The GoogleSQL query that contains the test and control data to analyze. The table of input data that you specify in the query must contain exactly the columns that you reference in the CONTRIBUTION_METRIC, DIMENSION_ID_COLS, and IS_TEST_COL options.

Choose test and control data

Contribution analysis models require test and control data in a single table as input. The control set is used as a baseline to compare against the test set, which contains the data points of interest. The following are examples of test and control sets:

  • Periods of time: Compare two different months of revenue data.
  • Geographic regions: Compare retention rate across different countries.
  • Product types: Compare sales per user across different product types.
  • Campaign or promotion: Compare website engagement across different ad campaigns.

To set up the input data, you can create tables of test and control data separately and take the union of the two tables. The final input table must contain your dimension columns, numeric metric columns, and a categorical column if you're using a summable by category metric. For best results, we recommend having roughly equal numbers of test and control rows when using the summable and summable ratio metrics to avoid biased results. If the number of test and control rows are unbalanced, then the summable by category metric might reduce bias by normalizing the numeric metric against categorical values, allowing for easier comparisons between contributors.

Use a summable metric

A summable metric contribution analysis model summarizes the values of a metric column that you specify, and then determines a total for each segment of the data. For example, you might summarize by revenue, or by number of items sold.

An example input dataset for a summable metric contribution analysis model might look similar to the following table:

product store city revenue is_test
shoe_1 store_2 Mountain View 100 true
shoe_1 store_3 Sunnyvale 200 true
shoe_2 store_1 San Francisco 85 true
shoe_1 store_2 Mountain View 100 false
shoe_1 store_3 Sunnyvale 150 false
shoe_2 store_1 San Francisco 175 false

In this example, the numerical revenue column provides the metric to analyze. The product, store, and city columns are the dimensions to analyze as contributors to total revenue. The is_test column value indicates whether the row belongs to the test set or the control set. Your CREATE MODEL statement would include the following:

CONTRIBUTION_METRIC = 'SUM(revenue)',
DIMENSION_ID_COLS = ['product', 'store', 'city'],
IS_TEST_COL = 'is_test',

Use a summable ratio metric

A summable ratio metric contribution analysis model summarizes the values of two numeric columns that you specify, and determines the ratio between them for each segment of the data. For example, you might analyze the ratio between cost and clicks values to determine the cost per click in an ad campaign.

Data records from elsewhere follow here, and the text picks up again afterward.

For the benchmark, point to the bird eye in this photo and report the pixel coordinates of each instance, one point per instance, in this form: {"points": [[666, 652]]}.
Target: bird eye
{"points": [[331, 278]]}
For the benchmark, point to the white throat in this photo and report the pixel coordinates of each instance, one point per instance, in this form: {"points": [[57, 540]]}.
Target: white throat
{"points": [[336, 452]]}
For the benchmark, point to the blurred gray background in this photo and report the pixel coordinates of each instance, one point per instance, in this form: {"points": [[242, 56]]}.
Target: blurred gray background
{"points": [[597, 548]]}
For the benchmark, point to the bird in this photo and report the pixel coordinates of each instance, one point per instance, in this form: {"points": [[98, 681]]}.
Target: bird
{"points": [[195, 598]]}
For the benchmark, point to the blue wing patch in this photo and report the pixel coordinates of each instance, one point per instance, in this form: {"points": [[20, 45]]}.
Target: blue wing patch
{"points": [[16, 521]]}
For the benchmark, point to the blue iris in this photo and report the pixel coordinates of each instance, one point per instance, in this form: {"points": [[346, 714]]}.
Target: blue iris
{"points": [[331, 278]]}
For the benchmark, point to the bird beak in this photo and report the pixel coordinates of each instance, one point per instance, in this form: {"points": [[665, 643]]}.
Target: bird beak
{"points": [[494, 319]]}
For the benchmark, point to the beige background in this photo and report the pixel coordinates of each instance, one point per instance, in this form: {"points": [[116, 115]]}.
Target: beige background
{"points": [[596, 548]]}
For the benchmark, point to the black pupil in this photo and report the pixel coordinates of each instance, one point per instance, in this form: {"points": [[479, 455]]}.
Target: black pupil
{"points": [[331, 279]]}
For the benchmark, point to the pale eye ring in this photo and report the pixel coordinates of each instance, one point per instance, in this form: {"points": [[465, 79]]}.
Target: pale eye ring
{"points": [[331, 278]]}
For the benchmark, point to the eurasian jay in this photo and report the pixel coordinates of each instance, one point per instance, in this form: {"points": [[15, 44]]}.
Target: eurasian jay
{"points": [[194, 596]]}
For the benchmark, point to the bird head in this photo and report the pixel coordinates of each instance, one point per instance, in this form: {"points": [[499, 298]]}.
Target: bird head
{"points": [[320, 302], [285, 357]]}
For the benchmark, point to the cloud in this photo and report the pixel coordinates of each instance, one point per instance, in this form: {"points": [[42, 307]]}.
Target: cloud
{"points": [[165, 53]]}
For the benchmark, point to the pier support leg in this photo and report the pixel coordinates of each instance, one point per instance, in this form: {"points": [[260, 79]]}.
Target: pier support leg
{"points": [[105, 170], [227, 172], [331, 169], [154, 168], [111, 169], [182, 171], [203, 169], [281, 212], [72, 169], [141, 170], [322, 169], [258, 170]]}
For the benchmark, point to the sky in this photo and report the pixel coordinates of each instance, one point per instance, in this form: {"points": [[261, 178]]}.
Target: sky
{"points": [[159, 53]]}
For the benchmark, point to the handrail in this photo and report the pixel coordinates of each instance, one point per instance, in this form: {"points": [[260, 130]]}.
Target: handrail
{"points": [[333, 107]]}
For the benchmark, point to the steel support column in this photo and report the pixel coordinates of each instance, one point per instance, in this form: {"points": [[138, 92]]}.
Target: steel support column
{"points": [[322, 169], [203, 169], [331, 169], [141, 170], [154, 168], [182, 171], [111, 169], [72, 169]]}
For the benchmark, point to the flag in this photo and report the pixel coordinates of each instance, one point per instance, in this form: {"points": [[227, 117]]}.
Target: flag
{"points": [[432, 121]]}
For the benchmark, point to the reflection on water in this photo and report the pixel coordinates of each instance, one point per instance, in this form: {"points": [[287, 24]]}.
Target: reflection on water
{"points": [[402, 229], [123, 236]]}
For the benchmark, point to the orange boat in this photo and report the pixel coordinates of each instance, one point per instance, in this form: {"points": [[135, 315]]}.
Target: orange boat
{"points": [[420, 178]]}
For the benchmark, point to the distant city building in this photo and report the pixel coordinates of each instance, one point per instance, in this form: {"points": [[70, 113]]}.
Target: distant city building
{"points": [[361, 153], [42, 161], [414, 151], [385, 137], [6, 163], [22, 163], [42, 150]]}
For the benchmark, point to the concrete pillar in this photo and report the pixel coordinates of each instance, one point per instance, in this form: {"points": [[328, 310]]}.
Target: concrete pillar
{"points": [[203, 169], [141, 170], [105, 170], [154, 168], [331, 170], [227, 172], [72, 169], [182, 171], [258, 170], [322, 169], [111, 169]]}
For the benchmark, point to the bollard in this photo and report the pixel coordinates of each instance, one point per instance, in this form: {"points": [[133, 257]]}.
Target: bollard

An example input dataset for a summable ratio metric contribution analysis model might look similar to the following table:

browser device cost clicks is_test
Chrome iPad 100.00 30 true
Firefox Pixel 100.00 10 true
Edge Pixel 250.00 40 true
Chrome iPad 100.00 40 false
Firefox Pixel 50.00 5 false

In this case, the numerical cost and clicks columns provide the metrics to analyze. The browser and device columns are the dimensions to analyze as contributors to the cost and click values. The is_test column value indicates whether the row belongs to the test set or the control set. Your CREATE MODEL statement would include the following:

CONTRIBUTION_METRIC = 'SUM(cost)/SUM(clicks)',
DIMENSION_ID_COLS = ['browser', 'device'],
IS_TEST_COL = 'is_test',

Use a summable by category metric

A summable by category metric contribution analysis model sums the value of a numeric column and divides it by the number of distinct values from a categorical column, defined as a column of one of the following types:

  • BOOL
  • DATE
  • DATETIME
  • TIME
  • TIMESTAMP
  • STRING
  • INT64.

For example, if sales is your numeric column and month is your categorical column, then the metric would analyze the contributions of each segment to monthly sales.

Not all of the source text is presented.